On 13/05/2012 20:37, Michael Biel wrote:
>>> The Gower commission understood all this and found that the 50 year
>>> recording copyright term was already TOO LONG! But Cliff Richard's
>>> bribery won out and they voted to lengthen it. I still think that the
>>> law ought to be Use-It-Or-Lose-It.
From: Ted Kendall <[log in to unmask]>
>> Trouble with use-it-or-lose-it is where you set the bar. As I said when
>> lobbying against extension, without complicated definitions of what
>> constitutes use, the copyright holder could make the material available
>> for three weeks in mp3 on a website only accessible from Lithuania and
>> still retain protection. The British film production quotas of the
>> 1930s merely led to the uniformly awful "quota quickies".

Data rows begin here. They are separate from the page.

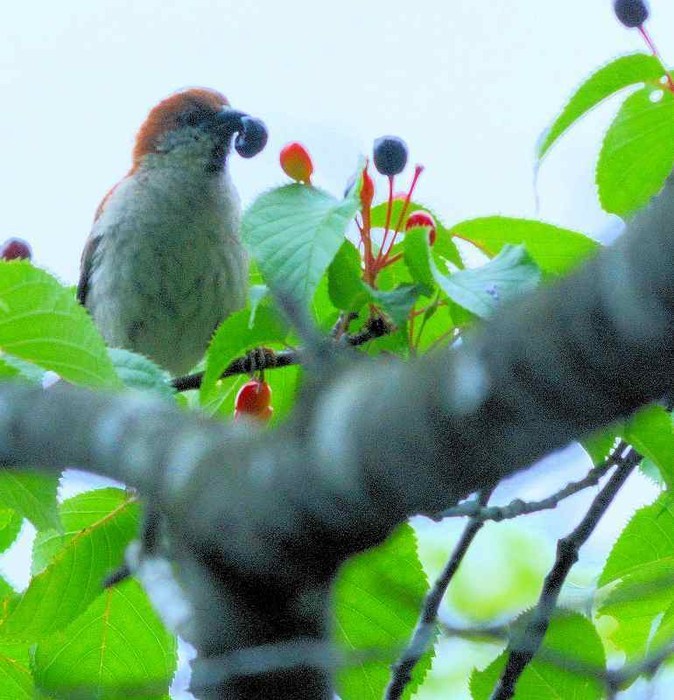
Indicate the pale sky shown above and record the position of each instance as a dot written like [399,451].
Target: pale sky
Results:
[469,85]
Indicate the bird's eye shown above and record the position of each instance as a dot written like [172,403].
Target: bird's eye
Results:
[193,117]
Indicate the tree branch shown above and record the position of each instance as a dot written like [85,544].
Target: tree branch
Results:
[371,443]
[524,646]
[374,328]
[424,631]
[518,507]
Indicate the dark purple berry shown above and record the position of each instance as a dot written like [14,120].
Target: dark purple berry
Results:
[390,155]
[252,138]
[632,13]
[15,249]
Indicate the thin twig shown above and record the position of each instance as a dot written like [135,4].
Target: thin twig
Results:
[523,648]
[517,507]
[422,636]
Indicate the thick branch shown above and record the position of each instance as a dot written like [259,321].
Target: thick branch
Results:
[372,443]
[524,647]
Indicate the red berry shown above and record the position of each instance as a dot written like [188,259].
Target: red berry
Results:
[296,162]
[366,190]
[254,399]
[15,249]
[422,218]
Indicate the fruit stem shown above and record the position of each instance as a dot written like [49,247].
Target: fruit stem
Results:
[389,211]
[654,50]
[391,260]
[367,245]
[383,255]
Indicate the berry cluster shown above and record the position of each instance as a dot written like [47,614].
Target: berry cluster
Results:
[15,249]
[296,162]
[633,14]
[254,401]
[390,158]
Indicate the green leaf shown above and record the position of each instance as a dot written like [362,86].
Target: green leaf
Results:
[570,636]
[138,372]
[482,289]
[651,432]
[398,302]
[32,495]
[74,577]
[235,335]
[641,562]
[417,258]
[599,444]
[40,321]
[293,233]
[621,73]
[10,525]
[378,595]
[7,370]
[637,153]
[16,679]
[555,250]
[118,648]
[444,245]
[347,290]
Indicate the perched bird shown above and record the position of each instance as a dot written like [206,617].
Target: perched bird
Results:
[163,265]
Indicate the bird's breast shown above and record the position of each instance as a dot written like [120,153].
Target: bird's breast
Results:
[169,266]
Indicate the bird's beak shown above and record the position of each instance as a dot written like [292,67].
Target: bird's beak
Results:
[251,133]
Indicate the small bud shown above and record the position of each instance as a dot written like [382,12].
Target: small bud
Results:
[390,155]
[422,219]
[296,162]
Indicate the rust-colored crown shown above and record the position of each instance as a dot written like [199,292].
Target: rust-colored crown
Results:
[166,116]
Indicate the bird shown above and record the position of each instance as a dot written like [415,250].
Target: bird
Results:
[164,265]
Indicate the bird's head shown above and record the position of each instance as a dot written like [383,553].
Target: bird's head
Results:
[195,126]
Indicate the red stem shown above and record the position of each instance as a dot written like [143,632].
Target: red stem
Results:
[654,50]
[389,211]
[384,255]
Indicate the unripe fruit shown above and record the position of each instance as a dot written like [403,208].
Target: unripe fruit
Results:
[252,138]
[15,249]
[632,13]
[390,155]
[296,162]
[424,219]
[254,399]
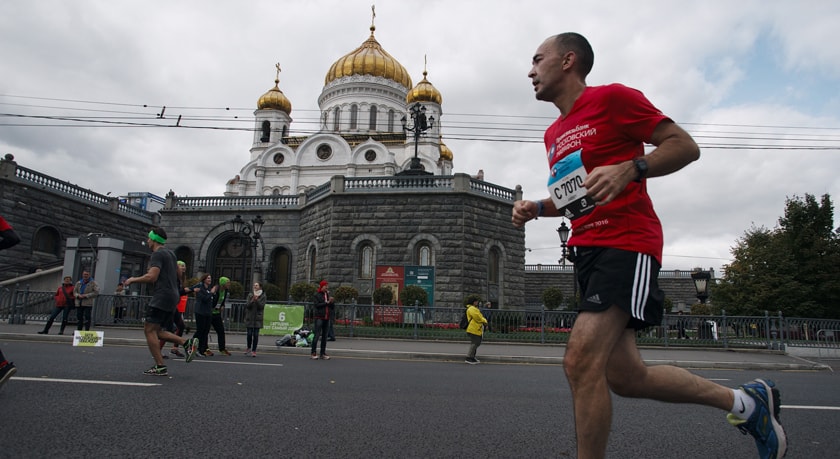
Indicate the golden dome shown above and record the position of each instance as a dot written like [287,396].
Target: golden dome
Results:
[423,92]
[445,152]
[274,99]
[369,59]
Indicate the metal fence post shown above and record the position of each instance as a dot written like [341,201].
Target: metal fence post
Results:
[353,317]
[783,327]
[18,315]
[542,324]
[724,329]
[416,308]
[767,330]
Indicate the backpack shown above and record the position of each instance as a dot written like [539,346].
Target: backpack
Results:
[464,321]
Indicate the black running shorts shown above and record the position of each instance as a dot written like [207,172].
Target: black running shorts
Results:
[614,277]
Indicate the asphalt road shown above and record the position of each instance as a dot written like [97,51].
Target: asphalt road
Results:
[95,402]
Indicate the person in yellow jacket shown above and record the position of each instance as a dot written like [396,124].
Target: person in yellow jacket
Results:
[475,330]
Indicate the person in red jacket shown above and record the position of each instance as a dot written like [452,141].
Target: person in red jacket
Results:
[8,238]
[597,178]
[64,302]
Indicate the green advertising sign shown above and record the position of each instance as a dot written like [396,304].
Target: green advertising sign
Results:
[423,277]
[282,320]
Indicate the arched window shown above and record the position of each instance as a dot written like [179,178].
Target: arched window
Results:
[423,254]
[366,257]
[337,119]
[266,131]
[312,262]
[494,266]
[373,117]
[47,240]
[280,271]
[354,116]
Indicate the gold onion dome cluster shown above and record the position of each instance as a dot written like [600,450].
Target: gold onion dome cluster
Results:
[369,59]
[424,92]
[274,99]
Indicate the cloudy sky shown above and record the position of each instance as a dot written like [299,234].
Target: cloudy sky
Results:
[756,83]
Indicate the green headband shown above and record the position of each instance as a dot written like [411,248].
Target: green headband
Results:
[155,237]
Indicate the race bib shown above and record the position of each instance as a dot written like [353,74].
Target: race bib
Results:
[565,186]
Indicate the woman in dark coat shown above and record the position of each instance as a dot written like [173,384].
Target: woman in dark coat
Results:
[254,310]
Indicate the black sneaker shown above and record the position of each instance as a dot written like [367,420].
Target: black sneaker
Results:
[191,347]
[157,370]
[6,372]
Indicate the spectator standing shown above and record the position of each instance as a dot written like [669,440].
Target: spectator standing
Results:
[254,313]
[205,296]
[324,306]
[86,292]
[475,331]
[64,302]
[217,319]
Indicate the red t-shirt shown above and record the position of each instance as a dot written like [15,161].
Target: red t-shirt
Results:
[610,125]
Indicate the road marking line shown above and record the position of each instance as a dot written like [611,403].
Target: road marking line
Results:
[241,363]
[85,381]
[810,407]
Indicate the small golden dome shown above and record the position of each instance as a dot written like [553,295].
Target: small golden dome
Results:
[369,59]
[424,92]
[274,99]
[445,152]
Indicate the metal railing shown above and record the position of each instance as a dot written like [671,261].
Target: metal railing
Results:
[533,325]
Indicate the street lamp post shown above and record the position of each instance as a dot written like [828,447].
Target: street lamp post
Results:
[563,232]
[419,125]
[701,284]
[251,232]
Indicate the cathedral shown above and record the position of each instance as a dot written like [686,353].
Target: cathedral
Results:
[372,190]
[365,105]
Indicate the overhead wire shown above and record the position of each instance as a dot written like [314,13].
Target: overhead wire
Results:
[475,127]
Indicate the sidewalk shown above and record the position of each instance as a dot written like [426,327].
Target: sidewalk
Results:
[449,350]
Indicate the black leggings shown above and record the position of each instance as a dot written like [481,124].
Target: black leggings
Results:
[252,338]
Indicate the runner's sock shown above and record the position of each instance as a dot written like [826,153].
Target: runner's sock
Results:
[743,405]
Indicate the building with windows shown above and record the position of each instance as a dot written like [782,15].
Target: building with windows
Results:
[338,203]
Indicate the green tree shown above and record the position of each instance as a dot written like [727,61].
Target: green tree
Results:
[793,268]
[552,297]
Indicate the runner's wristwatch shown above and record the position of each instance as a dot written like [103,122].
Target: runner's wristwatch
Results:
[641,168]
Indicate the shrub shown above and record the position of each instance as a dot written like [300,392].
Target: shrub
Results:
[302,291]
[383,296]
[552,298]
[414,294]
[345,294]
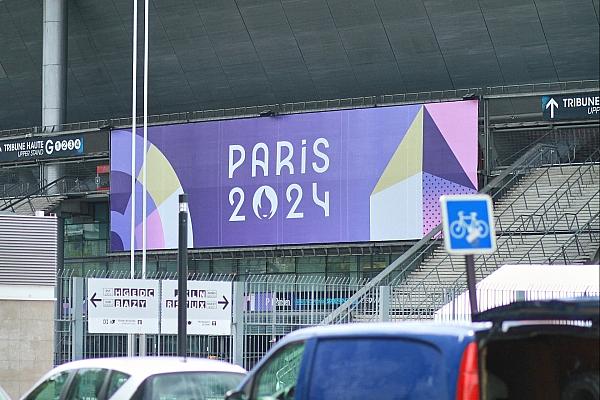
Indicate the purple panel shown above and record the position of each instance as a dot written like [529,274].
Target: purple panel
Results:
[341,154]
[433,188]
[438,158]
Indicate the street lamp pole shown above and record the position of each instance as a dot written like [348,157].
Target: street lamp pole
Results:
[182,270]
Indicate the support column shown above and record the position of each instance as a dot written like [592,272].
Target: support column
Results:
[237,304]
[54,63]
[77,335]
[54,73]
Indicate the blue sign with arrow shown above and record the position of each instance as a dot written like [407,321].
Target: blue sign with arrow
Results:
[577,106]
[468,223]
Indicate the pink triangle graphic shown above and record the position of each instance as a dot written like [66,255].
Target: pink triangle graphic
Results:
[457,122]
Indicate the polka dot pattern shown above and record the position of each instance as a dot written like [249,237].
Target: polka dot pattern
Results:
[433,188]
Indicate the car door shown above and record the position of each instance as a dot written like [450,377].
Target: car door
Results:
[51,388]
[87,384]
[277,378]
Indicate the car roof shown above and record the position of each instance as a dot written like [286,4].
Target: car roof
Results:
[153,365]
[389,329]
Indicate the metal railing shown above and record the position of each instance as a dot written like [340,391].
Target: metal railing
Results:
[272,307]
[490,92]
[563,192]
[536,157]
[429,294]
[59,187]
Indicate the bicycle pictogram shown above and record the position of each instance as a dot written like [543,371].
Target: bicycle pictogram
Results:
[469,226]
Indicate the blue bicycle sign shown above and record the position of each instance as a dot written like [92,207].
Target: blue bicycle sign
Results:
[468,224]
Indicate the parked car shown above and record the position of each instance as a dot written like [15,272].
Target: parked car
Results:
[138,378]
[3,394]
[526,350]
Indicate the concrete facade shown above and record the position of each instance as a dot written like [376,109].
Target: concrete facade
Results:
[26,343]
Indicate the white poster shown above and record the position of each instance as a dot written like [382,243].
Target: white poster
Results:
[208,307]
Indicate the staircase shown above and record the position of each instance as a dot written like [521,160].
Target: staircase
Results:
[34,204]
[44,198]
[543,214]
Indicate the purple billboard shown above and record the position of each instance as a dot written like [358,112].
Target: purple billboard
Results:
[339,176]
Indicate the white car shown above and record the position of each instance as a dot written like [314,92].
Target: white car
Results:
[139,378]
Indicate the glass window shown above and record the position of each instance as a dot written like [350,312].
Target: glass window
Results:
[93,248]
[279,265]
[101,212]
[310,265]
[87,384]
[340,264]
[51,388]
[252,266]
[225,266]
[277,378]
[188,385]
[167,265]
[73,249]
[117,379]
[377,368]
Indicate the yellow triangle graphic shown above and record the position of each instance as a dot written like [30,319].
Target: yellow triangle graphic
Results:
[162,178]
[408,158]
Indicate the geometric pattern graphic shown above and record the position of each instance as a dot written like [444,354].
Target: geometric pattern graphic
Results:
[163,188]
[433,188]
[439,155]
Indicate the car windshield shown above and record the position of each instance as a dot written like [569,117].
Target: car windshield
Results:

This CAN be addressed and one of the proposals of the U.S. Copyright
Office (USCO) in their Report To Congress is very clear on this matter.

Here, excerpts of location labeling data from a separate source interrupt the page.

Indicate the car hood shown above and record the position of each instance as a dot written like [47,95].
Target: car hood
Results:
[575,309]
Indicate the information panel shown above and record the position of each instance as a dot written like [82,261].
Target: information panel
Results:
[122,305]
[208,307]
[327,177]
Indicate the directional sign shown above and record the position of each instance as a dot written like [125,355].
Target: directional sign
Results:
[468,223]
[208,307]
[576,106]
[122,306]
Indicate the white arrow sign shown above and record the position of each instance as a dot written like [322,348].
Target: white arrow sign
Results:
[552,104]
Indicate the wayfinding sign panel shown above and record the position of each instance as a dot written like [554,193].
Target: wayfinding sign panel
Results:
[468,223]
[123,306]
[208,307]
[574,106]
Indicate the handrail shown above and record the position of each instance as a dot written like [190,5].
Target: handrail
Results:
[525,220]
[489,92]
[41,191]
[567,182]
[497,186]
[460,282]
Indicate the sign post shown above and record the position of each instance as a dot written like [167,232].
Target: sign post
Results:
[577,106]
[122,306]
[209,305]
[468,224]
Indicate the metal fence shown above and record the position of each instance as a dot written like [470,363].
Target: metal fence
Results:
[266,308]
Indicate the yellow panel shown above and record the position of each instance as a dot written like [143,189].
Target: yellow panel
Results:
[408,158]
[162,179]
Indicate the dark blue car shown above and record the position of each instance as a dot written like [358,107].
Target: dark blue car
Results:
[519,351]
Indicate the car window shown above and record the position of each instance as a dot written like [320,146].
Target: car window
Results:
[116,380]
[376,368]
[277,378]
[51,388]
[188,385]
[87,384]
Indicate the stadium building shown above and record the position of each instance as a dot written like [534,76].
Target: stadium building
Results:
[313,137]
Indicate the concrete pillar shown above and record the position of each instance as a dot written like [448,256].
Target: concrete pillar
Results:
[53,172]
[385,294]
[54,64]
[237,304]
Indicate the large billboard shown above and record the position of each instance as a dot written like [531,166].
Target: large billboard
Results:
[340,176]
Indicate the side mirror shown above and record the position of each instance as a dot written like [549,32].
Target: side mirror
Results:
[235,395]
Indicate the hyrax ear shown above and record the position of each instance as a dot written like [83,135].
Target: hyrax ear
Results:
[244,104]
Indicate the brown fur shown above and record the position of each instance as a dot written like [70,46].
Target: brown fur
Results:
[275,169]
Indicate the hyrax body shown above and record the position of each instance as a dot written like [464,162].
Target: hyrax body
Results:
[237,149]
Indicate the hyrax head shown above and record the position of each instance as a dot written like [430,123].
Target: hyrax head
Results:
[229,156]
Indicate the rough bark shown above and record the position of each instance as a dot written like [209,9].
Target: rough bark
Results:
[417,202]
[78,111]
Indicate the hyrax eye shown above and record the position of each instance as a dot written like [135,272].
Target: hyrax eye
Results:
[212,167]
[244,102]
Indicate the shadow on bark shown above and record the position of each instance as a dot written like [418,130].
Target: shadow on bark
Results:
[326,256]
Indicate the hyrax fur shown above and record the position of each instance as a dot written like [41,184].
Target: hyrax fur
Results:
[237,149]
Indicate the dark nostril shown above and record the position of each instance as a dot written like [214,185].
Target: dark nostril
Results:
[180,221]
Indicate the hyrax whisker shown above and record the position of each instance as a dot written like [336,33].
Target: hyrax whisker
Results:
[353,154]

The recording must REMAIN IN PRINT, and digital streaming is not a
preferred method of so doing. This is discussed in the most recent
ARSC Newsletter, oages 5 and 6, available at
http://arsc-audio.org/newsletter/nslr128.pdf
> 1. Labels could continue to retain ownership of recordings made between 1923 and 1972 until 2067, but only if they registered their claim with the USCO, and kept the recordings in print at a reasonable price. If a recording went out of print, they would lose their rights to it. (The USCO discouraged the use of digital streaming as a way of meeting this requirement.)
> 2. Labels could retain ownership of pre-1923 recordings by taking the same steps, but for only 25 years after enactment of the law (i.e., if the law was passed in 2012, until 2037).